Baugeldkunden profitieren derzeit in zweifacher Hinsicht. Einerseits von den niedrigen absoluten Zinsen am Kapitalmarkt, andererseits aber auch von der wieder erhöhten Bereitschaft einzelner Banken, diese günstigen Kapitalmarktzinsen an den Kunden weiter zu geben, nachdem die Refinanzierungsmöglichkeiten der Institute sich wieder verbessert haben. Umso wichtiger ist es, den Markt genau zu durchleuchten, um den richtigen Finanzierungspartner zu finden. Die Finanzierungsspezialisten bei Interhyp können auf inzwischen mehr als 200 Banken zugreifen. Prinzipiell sollten Baugeldkunden derzeit die Absicherung auf lange Frist suchen. Schließlich laufen die meisten Finanzierungen rund 25 Jahre bis zur endgültigen Rückzahlung. Daher ist es mit erheblichen Risiken verbunden, wenn man zu kurze Laufzeiten wählt. Es wäre unseriös, heute Zinsprognosen auf 5 oder gar 10 Jahre zu machen. Deshalb ist auch das wirkliche Prolongationsrisiko nur nach Wahrscheinlichkeiten einzuschätzen. Die heutigen Zinssätze für lange Laufzeiten gehören zu den tiefsten der letzten 50 Jahre. Die Wahrscheinlichkeit, dass in 5 oder 10 Jahren die Konditionen deutlich höher liegen, ist daher groß. Dieses Risiko sollten somit gerade Käufer mit engen Budgets ausschließen und mit langen Zinsbindungen heute schon die monatlichen Belastungen festzurren. Das Ziel sollte immer eine möglichst rasche Entschuldung sein.

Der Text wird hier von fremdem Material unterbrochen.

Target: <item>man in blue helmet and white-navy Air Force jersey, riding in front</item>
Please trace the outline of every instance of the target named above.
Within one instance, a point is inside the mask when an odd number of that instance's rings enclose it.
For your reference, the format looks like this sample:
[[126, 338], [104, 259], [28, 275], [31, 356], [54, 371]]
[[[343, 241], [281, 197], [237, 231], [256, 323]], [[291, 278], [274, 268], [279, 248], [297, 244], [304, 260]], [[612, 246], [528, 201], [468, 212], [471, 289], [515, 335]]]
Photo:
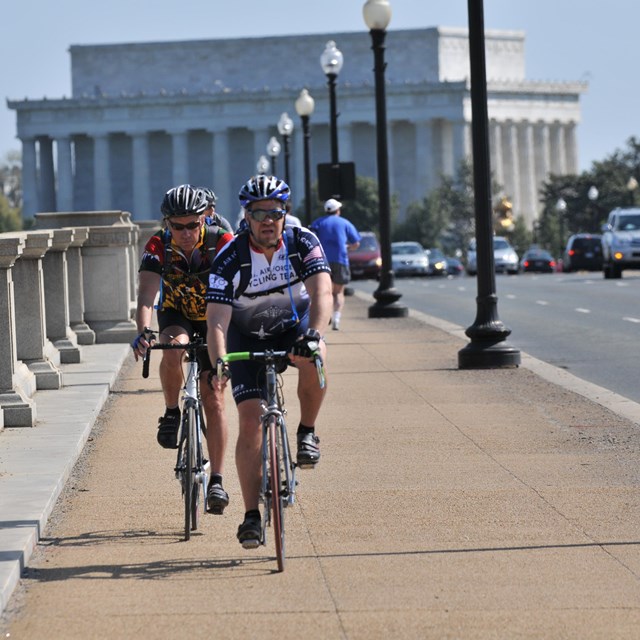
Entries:
[[[285, 231], [289, 187], [275, 176], [251, 178], [240, 190], [247, 230], [216, 256], [207, 290], [207, 344], [212, 363], [228, 351], [276, 349], [291, 351], [298, 369], [300, 425], [297, 460], [305, 466], [320, 459], [315, 421], [325, 390], [318, 384], [309, 342], [318, 342], [332, 309], [331, 270], [318, 238], [308, 229]], [[289, 235], [291, 234], [291, 235]], [[295, 260], [292, 255], [295, 252]], [[250, 274], [243, 289], [245, 259]], [[220, 394], [226, 378], [212, 379]], [[233, 397], [238, 407], [239, 433], [236, 465], [245, 503], [245, 519], [238, 540], [245, 548], [260, 543], [260, 447], [262, 389], [259, 365], [235, 362], [230, 366]]]

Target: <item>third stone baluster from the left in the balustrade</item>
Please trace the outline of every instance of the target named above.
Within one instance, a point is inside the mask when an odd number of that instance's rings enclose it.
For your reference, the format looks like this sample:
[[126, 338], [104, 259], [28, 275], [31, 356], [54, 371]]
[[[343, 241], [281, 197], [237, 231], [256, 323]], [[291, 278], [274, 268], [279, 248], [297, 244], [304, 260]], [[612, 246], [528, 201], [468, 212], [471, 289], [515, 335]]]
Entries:
[[47, 337], [64, 364], [80, 362], [78, 341], [69, 326], [67, 249], [72, 241], [73, 229], [54, 229], [53, 243], [42, 262]]

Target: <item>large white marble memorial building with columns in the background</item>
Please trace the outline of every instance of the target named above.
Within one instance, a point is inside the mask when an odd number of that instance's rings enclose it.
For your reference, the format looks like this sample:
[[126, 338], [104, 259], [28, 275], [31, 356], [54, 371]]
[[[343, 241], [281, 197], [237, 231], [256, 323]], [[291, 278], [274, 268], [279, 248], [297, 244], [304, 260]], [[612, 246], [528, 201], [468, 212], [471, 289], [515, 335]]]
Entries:
[[[577, 172], [581, 82], [528, 80], [521, 31], [486, 32], [492, 171], [516, 215], [537, 216], [549, 172]], [[319, 58], [344, 54], [338, 77], [340, 161], [376, 176], [373, 54], [367, 31], [250, 39], [71, 46], [72, 96], [9, 100], [22, 141], [24, 215], [130, 211], [158, 218], [164, 192], [191, 182], [218, 194], [234, 219], [240, 185], [256, 172], [280, 114], [290, 139], [294, 204], [304, 195], [303, 138], [294, 102], [311, 116], [313, 180], [330, 161], [329, 93]], [[468, 32], [390, 30], [387, 119], [392, 192], [402, 211], [471, 155]], [[553, 73], [553, 69], [549, 70]], [[278, 158], [283, 175], [283, 157]]]

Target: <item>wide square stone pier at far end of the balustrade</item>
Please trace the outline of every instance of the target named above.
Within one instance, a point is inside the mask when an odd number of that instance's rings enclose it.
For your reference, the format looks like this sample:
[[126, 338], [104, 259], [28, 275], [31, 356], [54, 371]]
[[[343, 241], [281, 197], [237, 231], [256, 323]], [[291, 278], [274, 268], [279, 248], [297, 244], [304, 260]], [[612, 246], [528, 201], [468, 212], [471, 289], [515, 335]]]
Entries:
[[134, 245], [133, 227], [114, 225], [91, 227], [82, 246], [84, 315], [98, 343], [131, 342], [137, 335], [128, 255]]

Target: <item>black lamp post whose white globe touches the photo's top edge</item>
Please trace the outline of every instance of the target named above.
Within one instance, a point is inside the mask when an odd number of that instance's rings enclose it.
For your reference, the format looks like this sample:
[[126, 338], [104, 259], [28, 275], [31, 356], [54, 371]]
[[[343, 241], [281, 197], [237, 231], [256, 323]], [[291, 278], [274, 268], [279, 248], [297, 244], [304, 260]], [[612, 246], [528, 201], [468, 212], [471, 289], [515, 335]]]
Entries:
[[367, 0], [362, 8], [371, 34], [376, 88], [376, 157], [378, 161], [378, 200], [380, 217], [380, 282], [373, 294], [376, 302], [369, 307], [370, 318], [406, 318], [409, 309], [398, 301], [402, 294], [394, 287], [391, 264], [391, 198], [389, 195], [389, 152], [387, 147], [387, 99], [384, 85], [384, 41], [391, 21], [388, 0]]

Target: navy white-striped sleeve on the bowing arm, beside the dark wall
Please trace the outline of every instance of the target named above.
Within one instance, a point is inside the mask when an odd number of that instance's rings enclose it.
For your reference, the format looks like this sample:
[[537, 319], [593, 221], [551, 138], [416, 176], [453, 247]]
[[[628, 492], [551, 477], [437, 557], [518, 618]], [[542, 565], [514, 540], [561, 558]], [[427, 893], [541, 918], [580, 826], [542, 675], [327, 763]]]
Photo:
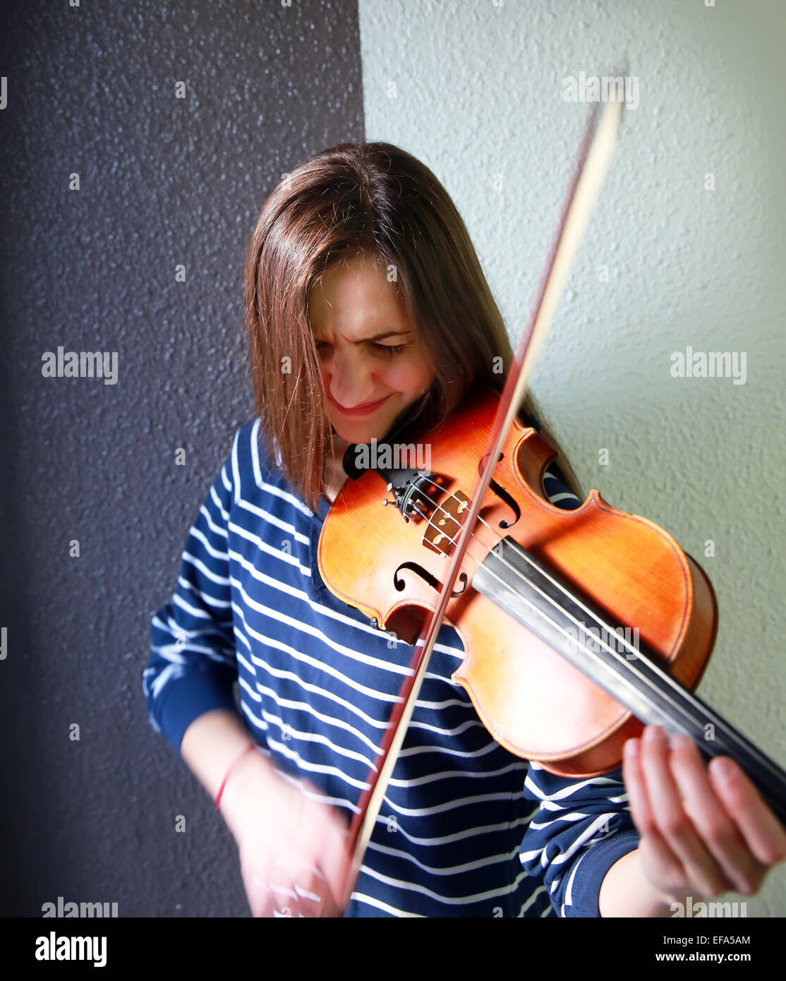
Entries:
[[153, 729], [180, 753], [190, 723], [214, 708], [236, 711], [237, 679], [229, 573], [233, 455], [222, 467], [185, 542], [178, 586], [150, 624], [142, 691]]

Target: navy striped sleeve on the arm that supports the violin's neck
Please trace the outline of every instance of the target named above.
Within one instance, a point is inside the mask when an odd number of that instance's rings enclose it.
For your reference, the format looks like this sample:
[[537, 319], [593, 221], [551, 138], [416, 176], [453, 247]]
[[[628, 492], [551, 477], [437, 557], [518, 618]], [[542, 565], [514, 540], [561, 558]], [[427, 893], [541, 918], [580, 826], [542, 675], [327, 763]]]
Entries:
[[[575, 510], [581, 501], [552, 464], [544, 490], [556, 507]], [[557, 777], [530, 760], [524, 798], [534, 805], [519, 857], [528, 875], [544, 884], [558, 916], [600, 916], [606, 872], [639, 846], [622, 767], [603, 777]]]

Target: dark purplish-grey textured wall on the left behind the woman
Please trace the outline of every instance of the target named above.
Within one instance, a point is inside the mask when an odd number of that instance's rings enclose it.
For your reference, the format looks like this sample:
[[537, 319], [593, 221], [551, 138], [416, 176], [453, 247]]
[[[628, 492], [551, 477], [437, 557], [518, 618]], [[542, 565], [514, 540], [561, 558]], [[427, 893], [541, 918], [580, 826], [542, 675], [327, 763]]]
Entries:
[[[284, 172], [363, 138], [356, 7], [6, 2], [0, 75], [0, 913], [63, 896], [249, 915], [232, 836], [153, 732], [141, 672], [253, 412], [256, 217]], [[59, 346], [117, 352], [117, 384], [43, 377]]]

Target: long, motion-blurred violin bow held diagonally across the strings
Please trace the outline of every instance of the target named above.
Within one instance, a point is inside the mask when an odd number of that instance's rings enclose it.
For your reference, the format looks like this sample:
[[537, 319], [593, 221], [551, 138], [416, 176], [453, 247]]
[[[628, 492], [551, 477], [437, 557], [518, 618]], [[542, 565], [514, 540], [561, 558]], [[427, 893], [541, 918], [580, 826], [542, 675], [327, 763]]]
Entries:
[[[609, 92], [609, 94], [611, 93]], [[380, 752], [369, 774], [369, 786], [363, 791], [358, 801], [358, 810], [349, 828], [348, 844], [351, 859], [347, 865], [346, 879], [341, 895], [341, 908], [344, 910], [351, 900], [363, 855], [368, 847], [382, 807], [385, 792], [393, 774], [393, 767], [404, 741], [415, 708], [415, 701], [420, 693], [423, 678], [431, 660], [432, 650], [437, 641], [437, 635], [443, 624], [447, 602], [453, 592], [453, 584], [469, 544], [471, 529], [475, 526], [481, 503], [492, 480], [496, 464], [490, 465], [487, 462], [484, 465], [483, 461], [498, 460], [499, 447], [506, 439], [513, 417], [516, 415], [526, 393], [530, 375], [546, 339], [576, 251], [587, 228], [608, 170], [616, 143], [622, 105], [621, 100], [611, 98], [606, 103], [603, 114], [599, 114], [596, 103], [593, 105], [587, 120], [567, 200], [562, 210], [559, 230], [551, 247], [535, 312], [528, 330], [519, 343], [519, 349], [510, 366], [499, 397], [497, 414], [486, 443], [486, 452], [481, 458], [482, 473], [478, 486], [469, 498], [472, 503], [466, 520], [458, 532], [455, 550], [445, 575], [437, 608], [434, 611], [428, 611], [427, 620], [415, 643], [415, 650], [409, 663], [410, 673], [401, 685], [398, 700], [393, 704], [393, 711]], [[423, 646], [419, 650], [418, 646], [421, 643]]]

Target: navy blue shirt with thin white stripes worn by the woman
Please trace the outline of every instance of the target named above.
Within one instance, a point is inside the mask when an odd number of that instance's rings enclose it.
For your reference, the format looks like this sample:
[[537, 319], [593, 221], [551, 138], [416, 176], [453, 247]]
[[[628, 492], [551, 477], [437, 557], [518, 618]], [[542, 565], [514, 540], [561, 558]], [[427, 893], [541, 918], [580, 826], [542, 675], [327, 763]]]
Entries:
[[[548, 471], [552, 503], [580, 506]], [[188, 534], [178, 587], [154, 615], [143, 692], [180, 752], [214, 708], [239, 708], [290, 782], [306, 778], [347, 825], [412, 648], [332, 594], [317, 567], [318, 514], [241, 426]], [[466, 691], [444, 624], [346, 916], [599, 916], [603, 877], [639, 835], [621, 768], [556, 777], [499, 746]]]

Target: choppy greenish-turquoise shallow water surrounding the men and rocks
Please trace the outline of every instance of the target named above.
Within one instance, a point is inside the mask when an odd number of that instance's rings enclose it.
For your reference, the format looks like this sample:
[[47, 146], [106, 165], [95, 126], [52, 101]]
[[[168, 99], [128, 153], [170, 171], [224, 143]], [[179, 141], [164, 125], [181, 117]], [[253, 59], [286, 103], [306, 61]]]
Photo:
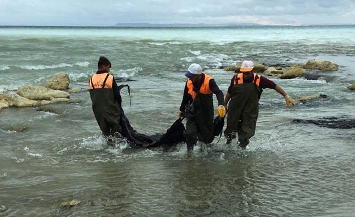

Mit der Wahl der richtigen Tilgungsmöglichkeiten und mit dem optimalen Einsatz von Fördermitteln lässt sich zusätzlich Geld sparen.

Tendenz

kurzfristig: seitwärts

mittelfristig: aufwärts

Die Bestsätze bei Annuitätendarlehen für fünf Jahre liegen derzeit bei 2,92%, für zehn Jahre bei 3,68%, für 15 Jahre bei 4,18%, für 20 Jahre bei 4,40% und für 25 Jahre bei 4,48% effektiv.